> You do realize just how small this co2 output is compared to the human co2 output it replaces.
Sure, the issue is that the scale of models is increasing by orders of magnitude in a fairly short span of years, as well as the range of applications rapidly expanding. It doesn't take long for that kind of growth to go from a trivial issue to catastrophic one, and it's the exact kind of risk you have ethicists in a field to call out while it still is trivial so that some of the energy of people doing technical development gets directed to mitigate the risk of it ever reaching the catastrophic stage.
Analogously, I used to pooh-pooh the concerns about the total electrical usage of Bitcoin years ago, but it's since risen to an actually meaningful level. There's easily more money in AI in total than in crypto, and thus, you could see the total energy usage ending up a lot higher than crypto. That's not an insignificant amount of energy we're talking about here.
The number is probably quite a bit lower. The Strubell paper uses a PUE coefficient of 1.58, while Google datacenters are at 1.1. The figures are for GPUs, but Google uses TPUs, whose power characteristics were not public. Price is a proximate for power usage, though. TPUs might have been half as expensive in that experiment. Let's say that a further half of those gains are money that goes to Nvidia and not really related to power. So, making numbers up, training with TPUs might be another 25% more efficient. That's probably conservative, as Google claims that the TPUs are tens of times less power-hungry, due to their simplicity, but on the other hand, you also other fixed costs like racks, fabric and the CPUs to feed the chips.
In an ideal world, nobody would get hung up on details and everybody would understand that there is a lot of nuance when comparing things. In practice, if Google published a paper which quoted the Strubell paper without the caveats, I can see headlines about how inefficient and bad for the environment Google Translate is. PR would get busy and obtain corrections or follow-up articles to clarify things, but those rarely get the same attention.

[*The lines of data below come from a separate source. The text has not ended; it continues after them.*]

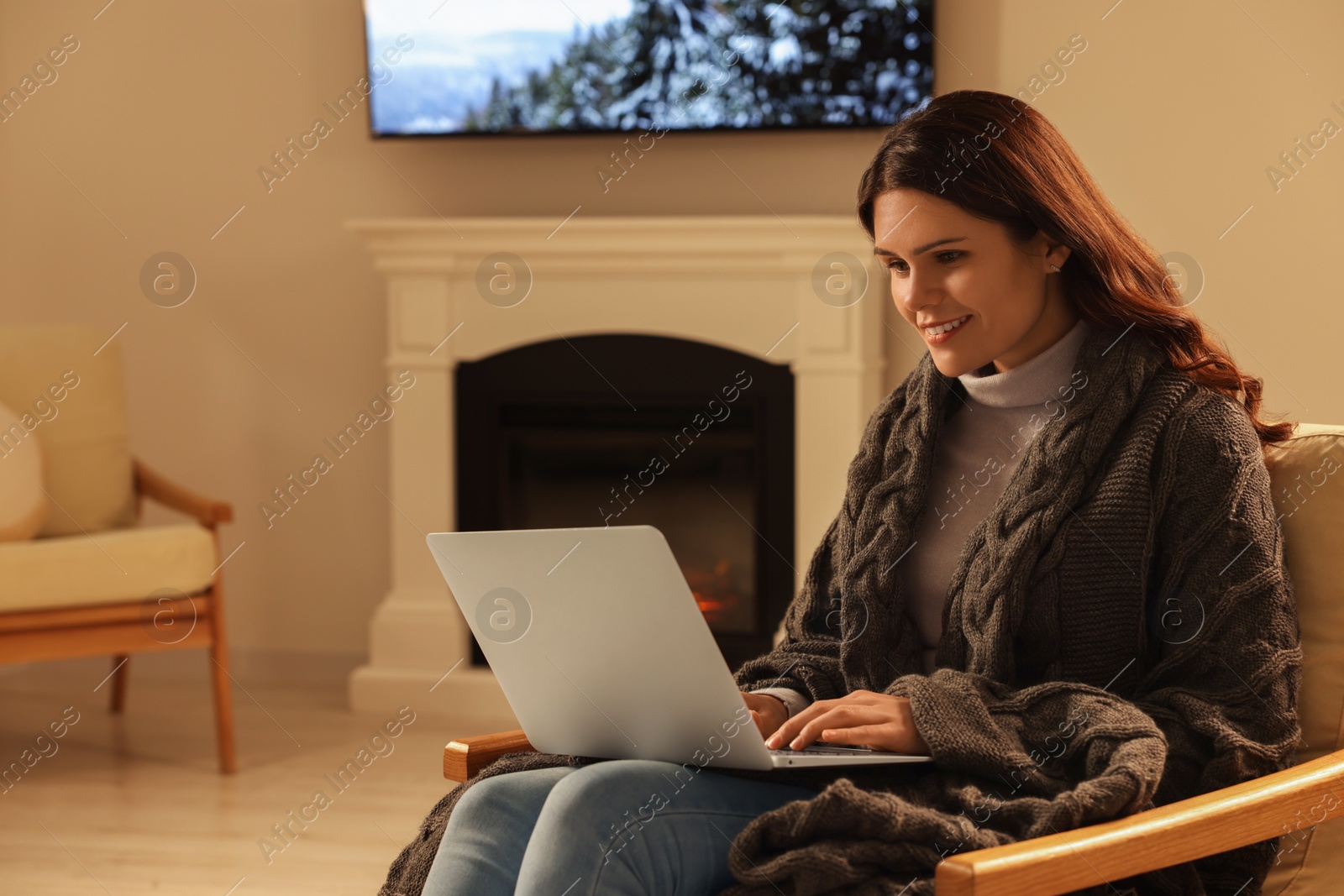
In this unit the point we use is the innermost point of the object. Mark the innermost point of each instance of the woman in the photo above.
(1057, 570)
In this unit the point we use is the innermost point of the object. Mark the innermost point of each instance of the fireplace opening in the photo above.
(631, 429)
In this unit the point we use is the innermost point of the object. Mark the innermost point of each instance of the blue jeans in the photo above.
(628, 826)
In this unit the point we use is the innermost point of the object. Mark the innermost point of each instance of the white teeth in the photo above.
(936, 331)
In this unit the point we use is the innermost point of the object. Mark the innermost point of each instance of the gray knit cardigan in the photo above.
(1119, 633)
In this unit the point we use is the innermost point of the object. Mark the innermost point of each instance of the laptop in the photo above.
(602, 651)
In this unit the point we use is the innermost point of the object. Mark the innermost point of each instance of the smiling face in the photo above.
(948, 265)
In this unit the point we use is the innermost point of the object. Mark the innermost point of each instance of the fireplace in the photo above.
(633, 429)
(790, 300)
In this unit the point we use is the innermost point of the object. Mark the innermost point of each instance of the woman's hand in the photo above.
(862, 718)
(769, 712)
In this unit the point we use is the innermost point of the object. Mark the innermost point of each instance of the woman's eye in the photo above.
(948, 257)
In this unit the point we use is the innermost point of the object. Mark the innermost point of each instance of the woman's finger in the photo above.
(837, 716)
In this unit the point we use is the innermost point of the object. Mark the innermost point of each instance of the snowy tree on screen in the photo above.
(732, 63)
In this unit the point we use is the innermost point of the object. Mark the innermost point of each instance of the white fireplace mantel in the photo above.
(754, 284)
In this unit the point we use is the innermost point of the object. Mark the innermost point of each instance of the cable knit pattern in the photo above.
(1119, 633)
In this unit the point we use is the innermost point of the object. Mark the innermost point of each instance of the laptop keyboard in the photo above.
(826, 750)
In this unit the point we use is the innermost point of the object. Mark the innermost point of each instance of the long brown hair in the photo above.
(999, 159)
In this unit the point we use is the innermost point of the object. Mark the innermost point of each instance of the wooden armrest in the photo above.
(464, 758)
(1247, 813)
(156, 486)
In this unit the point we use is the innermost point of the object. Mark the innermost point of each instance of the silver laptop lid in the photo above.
(598, 644)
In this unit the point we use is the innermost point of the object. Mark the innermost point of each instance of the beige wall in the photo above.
(165, 112)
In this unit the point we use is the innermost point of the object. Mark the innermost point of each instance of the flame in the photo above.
(714, 591)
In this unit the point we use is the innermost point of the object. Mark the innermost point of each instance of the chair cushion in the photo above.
(76, 402)
(109, 567)
(1307, 474)
(24, 506)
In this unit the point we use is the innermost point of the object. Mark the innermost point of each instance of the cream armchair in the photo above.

And it's still extra work that could have been avoided, which in itself is bad optics ("do you folks even review the stuff you send out for publication?").
I'm all for reducing emissions and improving efficiency, but I find the premise a bit of a stretch.
Yes, large and wealthy organizations have a big advantage, but that applies to pretty much anything they do, not just language models. Inefficiencies are bad, but if you ask a number of people why fix them, I think they'd mention financial cost and wasted time well before looking at it as an issue of ethics and fairness.
Reducing costs for language models is already a great idea across all fronts. So is reducing inequalities. It's linking the two that sounds like a strained argument to me. Suppose someone makes models ten times smaller next week. Will marginalized communities' lives improve soon? There must be more. I haven't seen the paper, so I'm curious how it is all framed.
You realize the shear scale of co2 output the office the engineers who wrote the model, drove to work, education, etc produced.
I’m actually suprised just how small of a co2 output it was.